It’s the second year of PAX South, the San Antonio offshoot of the original Penny Arcade gaming convention PAX Prime. Prime’s inaugural meet was held in Seattle, Washington in 2004 and attracted quite an audience for being the baby of the convention circuit. Since then, PAX has expanded to Boston, Australia and now San Antonio. The Seattle and Boston shows are now regarded as two of the most popular and influential gaming conventions in the world.
Last year, PAX South boasted over 120 different exhibitors. This year’s stats haven’t been released yet, but veterans of the convention were happily surprised to see that it has grown exponentially since then.

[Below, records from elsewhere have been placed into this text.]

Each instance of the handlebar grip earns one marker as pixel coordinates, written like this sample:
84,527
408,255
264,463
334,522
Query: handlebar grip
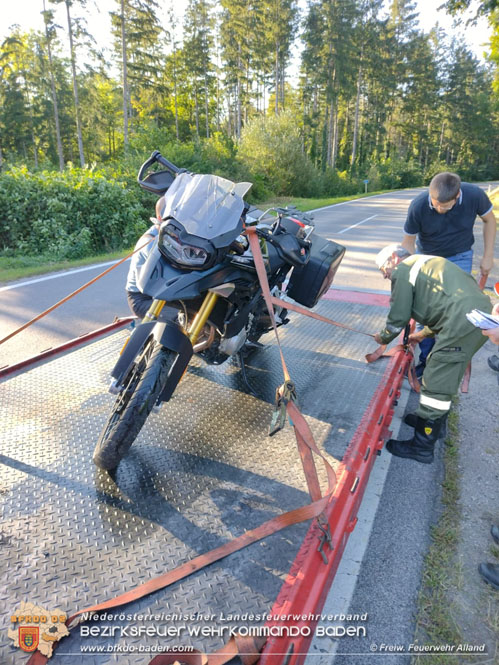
156,156
169,165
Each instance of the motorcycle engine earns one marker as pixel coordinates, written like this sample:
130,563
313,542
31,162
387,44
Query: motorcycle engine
231,345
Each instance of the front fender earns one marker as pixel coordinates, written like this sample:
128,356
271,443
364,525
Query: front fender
172,337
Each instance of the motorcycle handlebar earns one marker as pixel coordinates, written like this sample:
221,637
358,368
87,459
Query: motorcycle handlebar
156,156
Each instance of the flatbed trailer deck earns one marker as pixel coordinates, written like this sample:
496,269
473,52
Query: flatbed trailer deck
201,472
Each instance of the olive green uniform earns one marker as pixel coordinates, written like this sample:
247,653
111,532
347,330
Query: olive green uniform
438,294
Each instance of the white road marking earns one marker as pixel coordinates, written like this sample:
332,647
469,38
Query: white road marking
59,274
358,224
362,198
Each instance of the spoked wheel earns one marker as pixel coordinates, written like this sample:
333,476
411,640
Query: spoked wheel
141,389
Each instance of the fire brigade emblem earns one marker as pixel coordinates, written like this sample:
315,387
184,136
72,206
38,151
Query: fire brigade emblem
33,627
29,637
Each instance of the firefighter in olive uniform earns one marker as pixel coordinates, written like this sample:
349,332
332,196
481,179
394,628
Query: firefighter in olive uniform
438,294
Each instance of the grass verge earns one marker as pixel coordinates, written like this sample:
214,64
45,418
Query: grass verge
434,622
17,267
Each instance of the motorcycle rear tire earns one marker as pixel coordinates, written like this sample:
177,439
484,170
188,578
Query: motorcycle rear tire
142,387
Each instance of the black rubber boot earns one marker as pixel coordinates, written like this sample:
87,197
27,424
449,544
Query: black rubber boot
490,573
493,363
411,420
420,448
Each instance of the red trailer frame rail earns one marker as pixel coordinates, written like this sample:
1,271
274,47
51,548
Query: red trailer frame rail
306,586
9,370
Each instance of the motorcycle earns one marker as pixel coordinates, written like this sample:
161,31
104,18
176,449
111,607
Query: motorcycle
206,295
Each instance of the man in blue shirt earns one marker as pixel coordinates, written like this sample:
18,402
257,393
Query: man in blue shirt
440,223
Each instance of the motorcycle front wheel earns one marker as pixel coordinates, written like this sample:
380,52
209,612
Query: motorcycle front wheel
141,389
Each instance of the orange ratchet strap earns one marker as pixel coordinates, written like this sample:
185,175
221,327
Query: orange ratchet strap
71,295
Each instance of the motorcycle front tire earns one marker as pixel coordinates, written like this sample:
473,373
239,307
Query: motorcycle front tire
140,392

Not only was the expo hall significantly larger, but the addition of more panels, booths and gaming options brought in a bigger and more diverse crowd than last year.
Walking through the expo hall’s entrance, I was a little overwhelmed. On my left, a sea of tournament players battled it out on old school Nintendo 64s. To my right, a live Twitch show was streaming to thousands of viewers across the world. There were gamers of all types as far as the eye could see. Some were crouched over their tabletop games and some toggled the joysticks of vintage Capcom arcade machines. Despite the bevy of remastered throwback games, the big stars of the weekend were the indie developers.

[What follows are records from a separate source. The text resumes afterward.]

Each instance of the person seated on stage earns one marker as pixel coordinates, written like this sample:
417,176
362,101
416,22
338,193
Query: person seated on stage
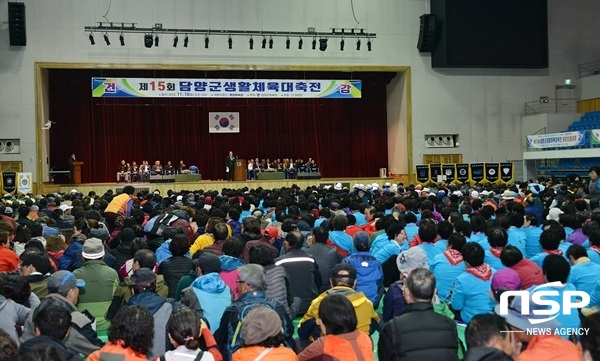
135,172
250,170
169,169
122,172
182,167
157,168
145,172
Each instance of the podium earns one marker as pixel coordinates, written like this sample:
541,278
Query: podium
239,170
77,172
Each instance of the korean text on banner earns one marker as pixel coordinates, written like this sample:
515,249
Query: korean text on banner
24,183
221,122
555,140
224,88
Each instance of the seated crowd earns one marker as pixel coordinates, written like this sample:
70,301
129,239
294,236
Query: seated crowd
132,172
290,167
208,275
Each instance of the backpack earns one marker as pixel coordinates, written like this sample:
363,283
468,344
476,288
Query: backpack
235,334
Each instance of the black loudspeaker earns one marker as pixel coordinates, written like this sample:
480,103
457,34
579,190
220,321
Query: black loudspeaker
16,24
309,175
427,33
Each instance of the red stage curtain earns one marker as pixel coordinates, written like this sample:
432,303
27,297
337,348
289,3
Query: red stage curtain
347,137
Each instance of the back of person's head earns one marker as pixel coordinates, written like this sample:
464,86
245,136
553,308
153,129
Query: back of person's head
510,256
473,254
550,238
134,325
145,258
340,223
463,227
421,284
233,247
556,268
427,232
445,229
220,232
294,239
338,315
180,245
254,276
261,255
9,351
251,225
320,235
486,330
497,237
343,274
576,251
590,340
41,352
52,319
456,241
38,260
184,328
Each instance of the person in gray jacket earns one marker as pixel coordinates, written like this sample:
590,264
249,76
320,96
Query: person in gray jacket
63,288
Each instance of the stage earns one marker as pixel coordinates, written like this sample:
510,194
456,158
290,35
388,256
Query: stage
218,185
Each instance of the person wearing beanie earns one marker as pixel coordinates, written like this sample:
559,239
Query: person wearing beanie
263,338
369,278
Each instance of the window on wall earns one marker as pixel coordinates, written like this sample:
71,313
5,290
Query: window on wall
442,158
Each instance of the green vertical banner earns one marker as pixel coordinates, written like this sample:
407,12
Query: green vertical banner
449,171
462,172
507,172
9,182
422,173
435,170
491,172
477,172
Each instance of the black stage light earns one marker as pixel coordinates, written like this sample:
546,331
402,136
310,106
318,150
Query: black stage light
148,41
323,44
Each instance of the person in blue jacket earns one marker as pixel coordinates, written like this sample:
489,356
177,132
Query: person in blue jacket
339,237
449,265
498,240
368,269
471,294
585,274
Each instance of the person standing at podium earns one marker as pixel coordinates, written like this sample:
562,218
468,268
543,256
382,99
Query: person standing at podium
72,159
229,163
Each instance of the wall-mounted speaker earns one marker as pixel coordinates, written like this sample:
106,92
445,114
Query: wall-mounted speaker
16,24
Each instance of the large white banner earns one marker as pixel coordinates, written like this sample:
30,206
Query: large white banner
555,140
221,122
24,183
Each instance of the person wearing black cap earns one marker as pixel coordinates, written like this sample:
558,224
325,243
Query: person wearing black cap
143,286
208,294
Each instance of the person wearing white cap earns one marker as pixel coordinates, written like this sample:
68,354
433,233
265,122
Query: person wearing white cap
102,282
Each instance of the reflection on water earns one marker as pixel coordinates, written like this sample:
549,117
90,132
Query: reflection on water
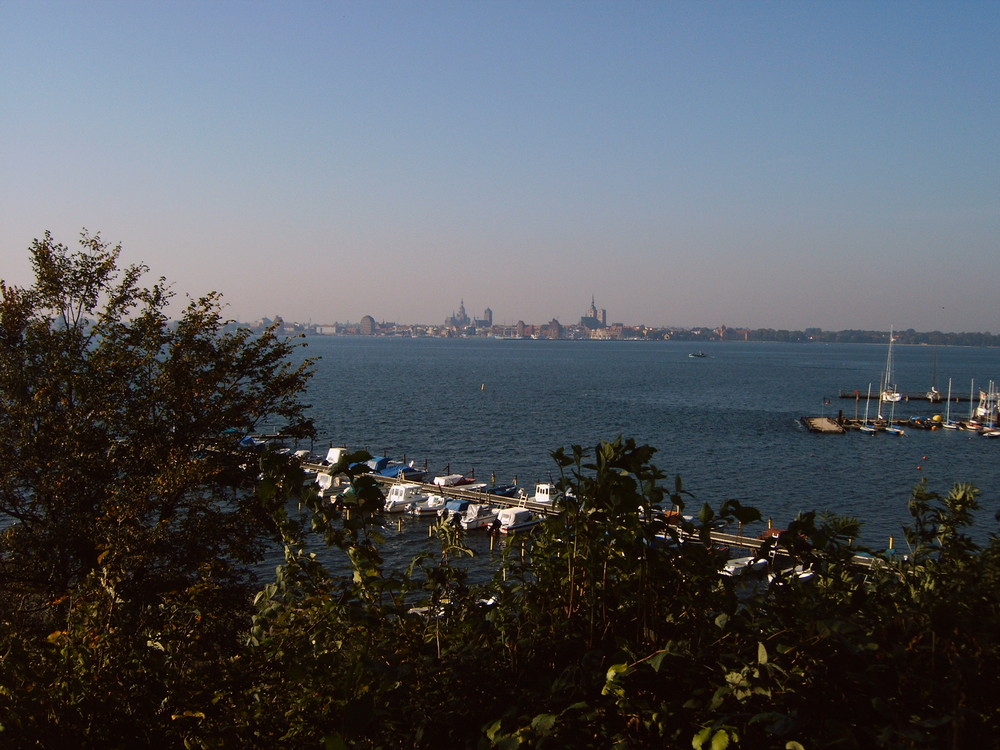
727,423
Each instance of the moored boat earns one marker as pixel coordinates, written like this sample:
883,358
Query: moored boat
478,516
402,496
517,519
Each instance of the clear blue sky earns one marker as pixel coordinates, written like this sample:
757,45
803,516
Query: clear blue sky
762,164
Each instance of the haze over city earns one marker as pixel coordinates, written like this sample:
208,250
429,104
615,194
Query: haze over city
776,164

Since South is the smallest of the four PAX cons, it tends to attract the smaller, less popular games on the market. As someone who typically leans towards blockbuster games in the industry, I didn’t expect to be blown away or anything of the sort. Wrong. With every visit to a new indie game booth, I became more aware of the influence these smaller games have on the industry. Sure, the budgets are smaller and development is typically less smooth, but these passion projects are so charming, inventive and beautifully designed that you nearly forget you’re playing something built by two game devs who most likely run on solely Mountain Dew.

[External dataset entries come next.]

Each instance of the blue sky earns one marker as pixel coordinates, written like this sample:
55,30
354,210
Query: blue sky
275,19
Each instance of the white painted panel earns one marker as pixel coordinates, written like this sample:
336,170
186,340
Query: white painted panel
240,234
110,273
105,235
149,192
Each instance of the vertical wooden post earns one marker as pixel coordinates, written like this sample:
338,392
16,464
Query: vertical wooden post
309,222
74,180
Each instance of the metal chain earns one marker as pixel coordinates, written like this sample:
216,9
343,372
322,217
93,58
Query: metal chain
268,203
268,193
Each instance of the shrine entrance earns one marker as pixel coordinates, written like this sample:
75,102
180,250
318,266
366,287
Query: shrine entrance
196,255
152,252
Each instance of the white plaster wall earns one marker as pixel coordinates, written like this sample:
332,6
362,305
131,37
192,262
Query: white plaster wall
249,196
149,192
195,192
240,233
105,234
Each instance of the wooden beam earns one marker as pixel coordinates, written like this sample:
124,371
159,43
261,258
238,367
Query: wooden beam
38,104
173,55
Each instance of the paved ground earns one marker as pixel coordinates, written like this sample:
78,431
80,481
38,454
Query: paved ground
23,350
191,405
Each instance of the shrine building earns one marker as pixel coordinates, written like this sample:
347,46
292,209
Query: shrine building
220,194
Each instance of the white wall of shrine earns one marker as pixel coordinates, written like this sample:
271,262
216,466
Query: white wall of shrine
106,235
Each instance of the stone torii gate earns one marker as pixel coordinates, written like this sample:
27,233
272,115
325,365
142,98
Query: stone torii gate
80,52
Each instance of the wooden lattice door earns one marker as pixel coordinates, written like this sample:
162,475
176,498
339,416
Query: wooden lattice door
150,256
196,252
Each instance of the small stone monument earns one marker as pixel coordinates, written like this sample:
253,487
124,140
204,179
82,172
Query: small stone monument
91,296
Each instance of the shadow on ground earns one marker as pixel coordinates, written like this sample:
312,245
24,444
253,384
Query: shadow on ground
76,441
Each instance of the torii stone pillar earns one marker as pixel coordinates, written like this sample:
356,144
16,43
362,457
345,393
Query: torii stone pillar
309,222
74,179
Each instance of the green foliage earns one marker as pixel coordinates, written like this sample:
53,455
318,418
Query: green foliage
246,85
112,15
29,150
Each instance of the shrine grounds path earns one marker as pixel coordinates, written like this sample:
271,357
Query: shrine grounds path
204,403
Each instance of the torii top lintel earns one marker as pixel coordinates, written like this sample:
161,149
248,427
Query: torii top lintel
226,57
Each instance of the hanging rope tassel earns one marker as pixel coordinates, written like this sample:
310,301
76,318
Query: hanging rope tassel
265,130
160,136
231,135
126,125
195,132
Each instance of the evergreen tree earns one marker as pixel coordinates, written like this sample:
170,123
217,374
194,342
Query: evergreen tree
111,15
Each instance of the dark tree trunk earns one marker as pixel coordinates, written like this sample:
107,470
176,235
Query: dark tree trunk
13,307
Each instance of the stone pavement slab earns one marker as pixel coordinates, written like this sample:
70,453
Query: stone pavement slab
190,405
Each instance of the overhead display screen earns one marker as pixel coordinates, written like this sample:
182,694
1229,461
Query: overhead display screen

One of the standouts this year is a small, Kickstarter-backed indie game named “Light Fall.” It’s a side-scrolling platformer with an atmospheric 2D art style that seems to be taking over the industry these days. Simple, story-driven, and beautifully designed, Light Fall is one of many indie games this year that is sure to see success.
Also on the indie gaming front was Marble Mountain, a virtual reality game reminiscent of the classic arcade game where players must traverse a 3D landscape with their marble and do whatever they can to keep it on its path. “Marble Mountain,” developed by the Australian team Lightning Rock, puts a cinematic spin on the arcade classic. As you travel through various terrains (I played in a stunning, green grassland), you encounter some of the most creative obstacles I’ve seen in a platformer. There are avalanches, lava flows, explosions, and more. “Marble Mountain’s” booth was present at last year’s South as well, but if production continues as planned, it will be released on Steam this month. You can play the app version for iOS and Android now.
Finally, there was Song of the Deep, which isn’t technically an indie game, but it sure had the heart of one. With a sweet story of a young girl searching for her missing father, Deep is the underwater adventure game I’ve been waiting for. Part of its booth included a giant mural where an artist was recreating the game’s submerged world on a much larger scale. Such an intense focus on art design was absolutely a recurring theme in the games I was able to demo.
These are just three of the seemingly endless amount of small-scale games showcased at PAX South 2016. It’s refreshing to see that you don’t need a multi-million dollar budget and a team of over a 100 people to make mesmerizing, impressive games. I’m excited to see what the rest of this year holds for the gaming industry.